Un lavoro che continua incessante, ridando un’identità a tantissime persone cresciute spesso con gli aguzzini dei veri genitori. 130 i nipoti ritrovati dalle Abuelas finora, in una lotta che prosegue. “Facciamoci vedere. Riempiamo la giornata e il paese di fazzoletti bianchi, facciamoli sventolare dalle finestre e dai balconi, appendiamoli sulle porte di casa. Di tela, di carta, come si desidera: ma che ci sia”, affermavano il giorno prima le associazioni, sollecitando tutti ad aderire a questa nuova forma di manifestare.
La risposta è arrivata, e il pañuelo ha assunto un protagonismo ancora più forte, anche grazie alla tecnologia. L’hashtag #PañuelosConMemoria ha accompagnato la giornata, durante la quale migliaia di persone hanno diffuso in rete video e fotografie.

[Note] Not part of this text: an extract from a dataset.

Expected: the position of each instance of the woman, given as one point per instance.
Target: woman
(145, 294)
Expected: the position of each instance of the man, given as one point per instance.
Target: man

“La decisione di non scendere in piazza ci ha sconvolti, perché la piazza è il luogo dove ci incontriamo da 37 anni. Ma questo momento lo costruiamo insieme, è del popolo: e ora come popolo dobbiamo esserci l’una per l’altro. E’ necessario che la gente curi la salute pubblica in modo collettivo, e la decisione di non essere in piazza ha a che fare con questo: con la solidarietà. Anche perché le Madres e le Abuelas fanno parte della popolazione a rischio. E noi dobbiamo prenderci cura di loro”, spiega Giselle Tepper di H.I.J.O.S. Capital, dichiarando: “Decidiamo di non scendere in piazza per evitare il contagio. Ma lavoriamo per contagiare la lotta, affinché ciò che è avvenuto con Videla non si ripeta”.
Oltre alle iniziative sui social networks, Abuelas, CELS e Memoria Abierta hanno lanciato ‘desclasificados.org.ar’, un sito web in cui “sono accessibili i documenti legati alla dittatura di Videla, consegnati l’anno scorso dal governo degli Stati Uniti all’Argentina”.
Come evidenziano i promotori, si tratta di un progetto “di collaborazione con la Facoltà di Scienze Sociali e Comunicazione dell’Università di Buenos Aires, del Centro Antonio Gramsci, e del Centro di traduzione Lenguas Vivas”. La piattaforma web è di fatto lo spazio virtuale di un’indagine in
costruzione che coinvolge 4903 documenti, finalmente declassificati dopo la consegna avvenuta solo l’anno scorso da parte degli USA. Già 1000 i documenti indicizzati, in questo atipico ma sentito 44° anniversario della Memoria.